The afternoon dragged interminably for Laura. She gave out that she had a headache and hid in her bedroom. She was afraid to see Jane, afraid to see anyone. Her initial horror had given way to a feeling of sick dread. What was going to happen to them all?

It was almost six o’clock when Mark finally returned. Laura saw him on the drive from her bedroom window, talking to David. The two of them turned and walked up to the house together, still deep in conversation. They disappeared into the side door of the house, and Laura began to pace her room. The few minutes before Mark appeared seemed like an age, but when finally he arrived at her door, she forced herself to take a chair and sit quietly waiting for him to speak.

“I talked to Murray and I think I know how we can handle Giles,” he said, taking a chair across from her.

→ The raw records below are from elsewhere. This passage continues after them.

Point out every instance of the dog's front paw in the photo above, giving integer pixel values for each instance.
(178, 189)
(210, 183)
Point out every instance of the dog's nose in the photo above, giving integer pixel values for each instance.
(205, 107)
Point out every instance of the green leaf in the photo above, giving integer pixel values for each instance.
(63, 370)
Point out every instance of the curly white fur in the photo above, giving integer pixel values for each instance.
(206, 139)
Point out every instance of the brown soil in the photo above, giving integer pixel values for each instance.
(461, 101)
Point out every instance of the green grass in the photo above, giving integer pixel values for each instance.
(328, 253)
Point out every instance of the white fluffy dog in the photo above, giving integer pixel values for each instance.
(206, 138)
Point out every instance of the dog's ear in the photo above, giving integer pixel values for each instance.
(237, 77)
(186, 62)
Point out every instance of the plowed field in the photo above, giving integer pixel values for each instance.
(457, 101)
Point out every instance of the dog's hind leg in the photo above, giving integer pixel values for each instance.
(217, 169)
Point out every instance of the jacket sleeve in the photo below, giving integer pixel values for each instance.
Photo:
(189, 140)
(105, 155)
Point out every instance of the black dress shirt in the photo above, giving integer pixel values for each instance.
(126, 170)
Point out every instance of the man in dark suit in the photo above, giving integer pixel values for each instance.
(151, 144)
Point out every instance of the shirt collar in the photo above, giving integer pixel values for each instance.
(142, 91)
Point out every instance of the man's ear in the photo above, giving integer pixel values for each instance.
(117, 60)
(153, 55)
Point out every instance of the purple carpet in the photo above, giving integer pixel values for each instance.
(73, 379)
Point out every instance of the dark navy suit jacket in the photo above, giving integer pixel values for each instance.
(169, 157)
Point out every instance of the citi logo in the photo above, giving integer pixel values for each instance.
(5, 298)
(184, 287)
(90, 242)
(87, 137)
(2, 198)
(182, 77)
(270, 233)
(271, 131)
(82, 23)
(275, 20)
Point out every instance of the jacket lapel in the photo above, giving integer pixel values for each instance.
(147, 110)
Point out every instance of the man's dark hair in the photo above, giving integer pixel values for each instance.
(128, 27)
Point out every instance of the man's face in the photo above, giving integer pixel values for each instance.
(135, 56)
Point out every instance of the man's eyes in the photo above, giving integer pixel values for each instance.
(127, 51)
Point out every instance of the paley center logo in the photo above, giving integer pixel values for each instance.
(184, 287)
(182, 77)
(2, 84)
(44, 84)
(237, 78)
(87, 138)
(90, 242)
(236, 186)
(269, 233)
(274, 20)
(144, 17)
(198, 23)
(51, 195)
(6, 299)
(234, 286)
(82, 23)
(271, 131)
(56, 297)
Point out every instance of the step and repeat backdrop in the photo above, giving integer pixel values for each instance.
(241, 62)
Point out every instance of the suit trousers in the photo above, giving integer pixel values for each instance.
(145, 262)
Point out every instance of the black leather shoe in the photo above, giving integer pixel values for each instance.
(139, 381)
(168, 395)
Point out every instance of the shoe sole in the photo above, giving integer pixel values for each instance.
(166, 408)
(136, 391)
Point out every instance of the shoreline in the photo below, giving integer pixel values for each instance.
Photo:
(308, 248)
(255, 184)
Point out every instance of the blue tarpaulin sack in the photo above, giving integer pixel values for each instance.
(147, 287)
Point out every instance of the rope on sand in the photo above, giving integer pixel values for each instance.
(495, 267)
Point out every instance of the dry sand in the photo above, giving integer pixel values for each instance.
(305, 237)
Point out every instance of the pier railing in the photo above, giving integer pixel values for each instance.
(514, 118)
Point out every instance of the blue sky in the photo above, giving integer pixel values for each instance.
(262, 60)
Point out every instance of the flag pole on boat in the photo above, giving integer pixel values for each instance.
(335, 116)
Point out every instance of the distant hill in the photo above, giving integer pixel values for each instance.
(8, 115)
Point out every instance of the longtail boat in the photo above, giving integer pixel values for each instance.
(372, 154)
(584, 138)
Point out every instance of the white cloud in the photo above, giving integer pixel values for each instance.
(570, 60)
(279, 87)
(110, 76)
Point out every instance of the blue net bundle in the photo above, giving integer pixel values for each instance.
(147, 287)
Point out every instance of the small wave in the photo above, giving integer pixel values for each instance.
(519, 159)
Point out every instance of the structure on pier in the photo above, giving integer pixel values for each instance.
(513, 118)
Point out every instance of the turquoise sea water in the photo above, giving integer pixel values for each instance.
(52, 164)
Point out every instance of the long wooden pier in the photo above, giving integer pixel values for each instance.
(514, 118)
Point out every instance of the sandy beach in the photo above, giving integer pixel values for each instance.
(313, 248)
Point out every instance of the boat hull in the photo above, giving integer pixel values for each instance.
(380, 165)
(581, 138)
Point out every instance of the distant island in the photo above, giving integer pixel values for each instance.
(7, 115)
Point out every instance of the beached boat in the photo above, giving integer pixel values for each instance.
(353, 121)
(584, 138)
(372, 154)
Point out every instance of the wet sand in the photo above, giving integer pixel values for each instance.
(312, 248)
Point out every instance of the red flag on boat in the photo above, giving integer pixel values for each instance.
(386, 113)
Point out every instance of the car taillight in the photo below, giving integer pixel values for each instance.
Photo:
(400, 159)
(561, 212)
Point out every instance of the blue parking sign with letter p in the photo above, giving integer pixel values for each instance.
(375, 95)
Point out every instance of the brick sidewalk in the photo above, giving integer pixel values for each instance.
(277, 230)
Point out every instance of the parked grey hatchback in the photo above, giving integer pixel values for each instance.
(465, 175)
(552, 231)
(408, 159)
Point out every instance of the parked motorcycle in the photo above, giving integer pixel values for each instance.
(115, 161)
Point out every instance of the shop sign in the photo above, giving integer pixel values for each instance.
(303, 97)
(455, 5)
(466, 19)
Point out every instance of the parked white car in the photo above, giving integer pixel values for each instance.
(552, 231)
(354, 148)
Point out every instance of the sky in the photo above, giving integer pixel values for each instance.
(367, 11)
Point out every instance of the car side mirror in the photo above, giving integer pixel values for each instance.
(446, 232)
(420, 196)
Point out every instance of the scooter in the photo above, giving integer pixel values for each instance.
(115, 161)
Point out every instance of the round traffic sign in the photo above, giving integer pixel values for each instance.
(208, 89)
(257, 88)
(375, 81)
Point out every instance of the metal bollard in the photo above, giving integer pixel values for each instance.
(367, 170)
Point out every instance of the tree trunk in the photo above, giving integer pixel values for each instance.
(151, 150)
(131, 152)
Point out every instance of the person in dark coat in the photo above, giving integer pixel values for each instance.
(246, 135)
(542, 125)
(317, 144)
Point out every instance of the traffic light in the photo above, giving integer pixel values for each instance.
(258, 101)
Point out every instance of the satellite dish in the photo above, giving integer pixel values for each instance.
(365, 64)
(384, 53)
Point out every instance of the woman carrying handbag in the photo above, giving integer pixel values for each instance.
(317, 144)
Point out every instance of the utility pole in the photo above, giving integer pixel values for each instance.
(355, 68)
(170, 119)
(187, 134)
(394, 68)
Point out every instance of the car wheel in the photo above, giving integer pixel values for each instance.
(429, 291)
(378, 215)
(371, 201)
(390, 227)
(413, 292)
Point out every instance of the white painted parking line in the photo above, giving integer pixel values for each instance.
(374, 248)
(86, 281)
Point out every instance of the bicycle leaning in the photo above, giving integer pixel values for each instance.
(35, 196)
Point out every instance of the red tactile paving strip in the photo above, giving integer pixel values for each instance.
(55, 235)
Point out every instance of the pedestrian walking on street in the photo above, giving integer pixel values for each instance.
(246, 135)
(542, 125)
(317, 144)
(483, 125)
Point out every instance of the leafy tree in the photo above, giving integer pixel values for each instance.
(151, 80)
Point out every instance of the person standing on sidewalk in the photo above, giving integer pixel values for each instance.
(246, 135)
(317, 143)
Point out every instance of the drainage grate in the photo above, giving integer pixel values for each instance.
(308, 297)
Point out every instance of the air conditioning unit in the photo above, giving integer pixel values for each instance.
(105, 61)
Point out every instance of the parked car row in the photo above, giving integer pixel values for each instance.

His shoulders were slumped with weariness, his face was still and old beyond its years. “I shall have to have it out with him, of course.”

Laura’s hands clasped together so tightly that the knuckles showed white, but her voice was quiet and calm. “He’s dangerous,” she said.

“I know. David will come with me—as a bodyguard.”

“Have you told him?”

“Only some of it. I told him that Giles was the saboteur, that he hated me because he blamed me for Caroline’s death and because he blamed me for marrying you.”

She thought for a moment, her brow puckered. “But, Mark, if he is supposed to have loved me so much, why would he try to hurt me?”

“Because, Laura, he is not completely sane.” His mouth twisted. “God knows, that at least is true. His mind is certainly a little unhinged to have caused him to want revenge as he did.”

“He must have been tormented by guilt,” she replied somberly, “and to escape from blaming himself, he blamed you.”

“Caroline must have been trying to escape as well; that must be why she married me. And I failed her.” His head was bent and Laura slipped out of her chair to go and kneel in front of him.

“This tragedy was not of your making, darling,” she said.

He looked down into her upturned face and held her hands tightly. “I didn’t help.”

“I doubt if anyone could have. It was her own guilt and horror that destroyed her. It wasn’t you she couldn’t live with, it was herself.”

He drew her against him and held her tightly, his eyes closed. “My little love,” he said at last, shakily. “Always so calm and sweet and
sane.”
After a while she felt his hold on her relaxing, and she sat back a little on her heels.

“What are you going to tell Giles?” she asked.

“I’m going to tell him we found Caroline’s diary. I’m going to tell him it reveals their incestuous relationship. I’m going to tell him I have lodged it with my solicitor, to be opened in the event of either of our deaths under suspicious circumstances.”